Atmos. Meas. Tech., 7, 1791–1801, 2014
https://doi.org/10.5194/amt-7-1791-2014
© Author(s) 2014. This work is distributed under
the Creative Commons Attribution 3.0 License.

Research article 23 Jun 2014

Research article | 23 Jun 2014

Critical evaluation of cloud contamination in the MISR aerosol products using MODIS cloud mask products

Y. Shi1, J. Zhang1, J. S. Reid2, B. Liu3, and E. J. Hyer2 Y. Shi et al.
  • 1Department of Atmospheric Science, University of North Dakota, Grand Forks, ND, USA
  • 2Marine Meteorology Division, Naval Research Laboratory, Monterey, CA, USA
  • 3Department of Computer Science, University of North Dakota, Grand Forks, ND, USA

Abstract. Using Terra Moderate Resolution Imaging Spectroradiometer (MODIS)-based cloud screening methods, the impacts of cloud contamination on the Terra Multi-angle Imaging Spectroradiometer (MISR) aerosol optical depth (AOD) product are evaluated.

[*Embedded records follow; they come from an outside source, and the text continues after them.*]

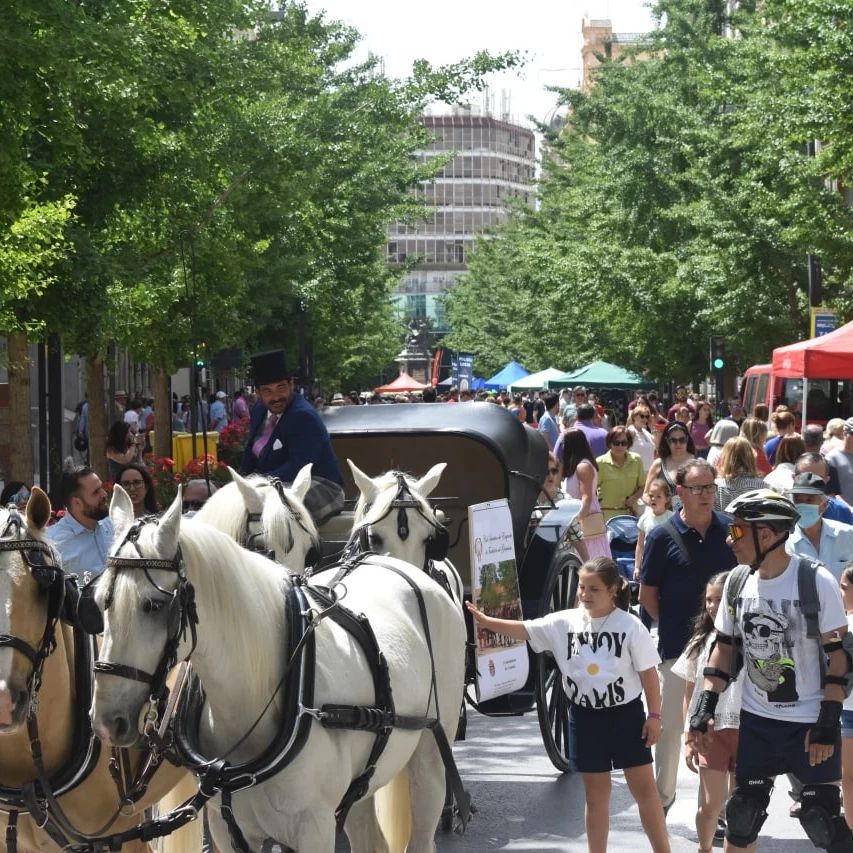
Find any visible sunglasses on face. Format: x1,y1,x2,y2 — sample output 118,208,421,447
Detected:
684,483,717,495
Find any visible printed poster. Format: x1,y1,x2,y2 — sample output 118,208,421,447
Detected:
468,499,529,702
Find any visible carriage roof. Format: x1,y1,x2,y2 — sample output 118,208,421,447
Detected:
323,403,548,562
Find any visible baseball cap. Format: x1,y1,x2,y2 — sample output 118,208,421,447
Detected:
787,471,829,495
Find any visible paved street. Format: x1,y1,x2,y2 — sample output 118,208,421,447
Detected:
438,712,815,853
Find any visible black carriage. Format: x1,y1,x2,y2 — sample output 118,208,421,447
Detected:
321,403,581,771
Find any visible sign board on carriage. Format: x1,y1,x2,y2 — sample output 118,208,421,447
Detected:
468,498,529,702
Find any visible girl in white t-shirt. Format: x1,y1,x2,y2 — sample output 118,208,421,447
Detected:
466,557,670,853
839,563,853,829
634,477,674,581
672,572,741,853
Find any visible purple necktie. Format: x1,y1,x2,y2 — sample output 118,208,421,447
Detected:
252,414,281,459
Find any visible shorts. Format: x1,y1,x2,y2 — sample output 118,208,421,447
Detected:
699,729,738,773
569,696,652,773
737,711,841,785
841,711,853,737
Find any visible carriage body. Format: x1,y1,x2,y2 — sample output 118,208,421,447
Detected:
320,403,580,770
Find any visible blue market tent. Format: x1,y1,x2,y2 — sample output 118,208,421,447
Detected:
485,361,530,391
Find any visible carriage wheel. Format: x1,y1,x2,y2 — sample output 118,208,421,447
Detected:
536,551,581,773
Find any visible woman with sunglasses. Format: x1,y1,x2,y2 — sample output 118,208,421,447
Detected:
596,426,646,521
116,462,160,518
643,421,696,512
628,404,659,471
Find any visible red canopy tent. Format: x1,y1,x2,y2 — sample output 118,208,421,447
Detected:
373,370,432,394
773,323,853,379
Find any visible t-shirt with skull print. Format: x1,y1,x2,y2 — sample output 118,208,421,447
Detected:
524,607,660,709
714,557,847,723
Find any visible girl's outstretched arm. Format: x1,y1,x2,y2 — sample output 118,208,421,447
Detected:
465,601,524,640
640,666,661,746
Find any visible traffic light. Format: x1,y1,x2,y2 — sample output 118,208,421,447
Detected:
711,335,726,371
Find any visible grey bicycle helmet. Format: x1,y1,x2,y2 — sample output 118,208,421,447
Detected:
726,489,800,531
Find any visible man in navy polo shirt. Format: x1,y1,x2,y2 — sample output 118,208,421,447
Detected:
640,459,737,810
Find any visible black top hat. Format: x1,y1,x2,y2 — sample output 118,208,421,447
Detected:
252,349,290,385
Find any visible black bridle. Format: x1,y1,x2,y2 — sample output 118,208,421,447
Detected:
358,471,450,568
0,507,65,714
243,477,320,571
95,516,198,733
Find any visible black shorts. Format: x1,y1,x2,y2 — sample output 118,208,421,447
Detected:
569,696,652,773
737,711,841,785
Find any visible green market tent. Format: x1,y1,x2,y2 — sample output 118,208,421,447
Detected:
507,367,563,391
547,361,657,391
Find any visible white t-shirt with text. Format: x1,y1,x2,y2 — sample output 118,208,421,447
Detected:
714,557,847,723
524,607,660,709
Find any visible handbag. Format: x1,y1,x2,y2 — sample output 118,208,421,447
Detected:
581,512,607,539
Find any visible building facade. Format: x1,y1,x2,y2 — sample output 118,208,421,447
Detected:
386,108,536,333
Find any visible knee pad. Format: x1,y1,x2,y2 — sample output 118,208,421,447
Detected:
726,779,773,847
800,785,853,853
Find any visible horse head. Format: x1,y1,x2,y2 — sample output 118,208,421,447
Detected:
347,459,447,566
195,463,320,574
92,485,188,747
0,486,58,732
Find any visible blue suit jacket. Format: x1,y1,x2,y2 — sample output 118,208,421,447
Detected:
240,394,343,485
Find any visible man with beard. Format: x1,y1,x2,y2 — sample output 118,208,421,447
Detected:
47,465,113,584
240,350,344,524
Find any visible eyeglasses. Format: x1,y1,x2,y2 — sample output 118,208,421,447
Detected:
684,483,717,495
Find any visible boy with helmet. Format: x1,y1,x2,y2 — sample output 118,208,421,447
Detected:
688,489,853,853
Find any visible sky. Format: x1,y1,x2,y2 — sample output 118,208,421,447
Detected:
298,0,652,124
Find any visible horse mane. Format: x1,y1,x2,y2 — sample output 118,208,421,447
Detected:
353,471,435,528
193,474,320,571
103,518,290,705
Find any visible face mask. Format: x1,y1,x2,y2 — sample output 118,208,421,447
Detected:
797,504,820,529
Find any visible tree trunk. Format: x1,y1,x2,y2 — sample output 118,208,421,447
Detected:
6,332,33,486
153,367,172,459
86,354,107,480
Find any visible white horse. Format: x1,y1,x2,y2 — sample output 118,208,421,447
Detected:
0,496,201,853
193,463,320,574
93,487,465,853
347,459,464,607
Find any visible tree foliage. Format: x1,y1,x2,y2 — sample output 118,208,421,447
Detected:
448,0,853,379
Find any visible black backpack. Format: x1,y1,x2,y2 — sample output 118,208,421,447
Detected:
726,557,853,696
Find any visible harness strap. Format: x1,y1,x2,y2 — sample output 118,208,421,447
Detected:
6,809,18,853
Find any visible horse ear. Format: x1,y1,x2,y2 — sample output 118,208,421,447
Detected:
231,469,264,514
415,462,447,498
347,459,378,504
157,486,184,544
27,486,51,530
110,483,133,542
290,462,314,501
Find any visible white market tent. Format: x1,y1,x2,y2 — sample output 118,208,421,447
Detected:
508,367,566,391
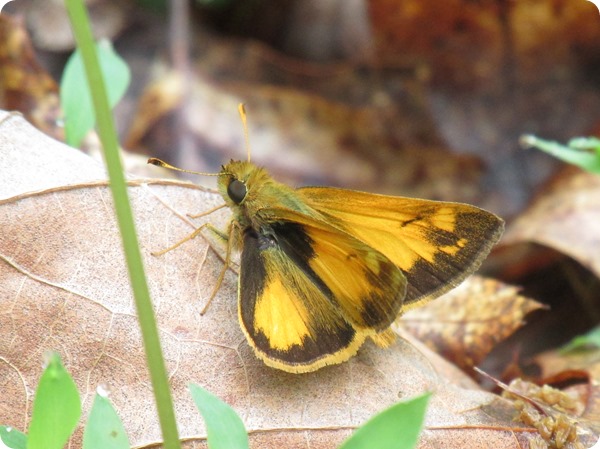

Based on one year of collocated MISR and MODIS data, this study suggests that cloud contamination exists in both over-water and over-land MISR AOD data, with heavier cloud contamination occurring over the high latitude southern hemispheric oceans. On average globally, this study shows that thin cirrus cloud contamination introduces a possible ~ 0.01 high bias for the over-water MISR AOD retrievals. Over the mid- to high-latitude oceans and Southeast Asia, this number increases to 0.015–0.02. However, biases much larger than this mean value are found in individual retrievals, especially in retrievals that are near cloud edges. This study suggests that cloud-clearing methods using observations from MISR alone, which has only visible and near-infrared channels, may not be sufficient for all scenarios. Measurements from MODIS can be applied to assist cloud-clearing of the MISR aerosol retrievals. Cloud screening algorithms based on multi-sensor approaches are feasible and should be considered for current and future satellite aerosol studies.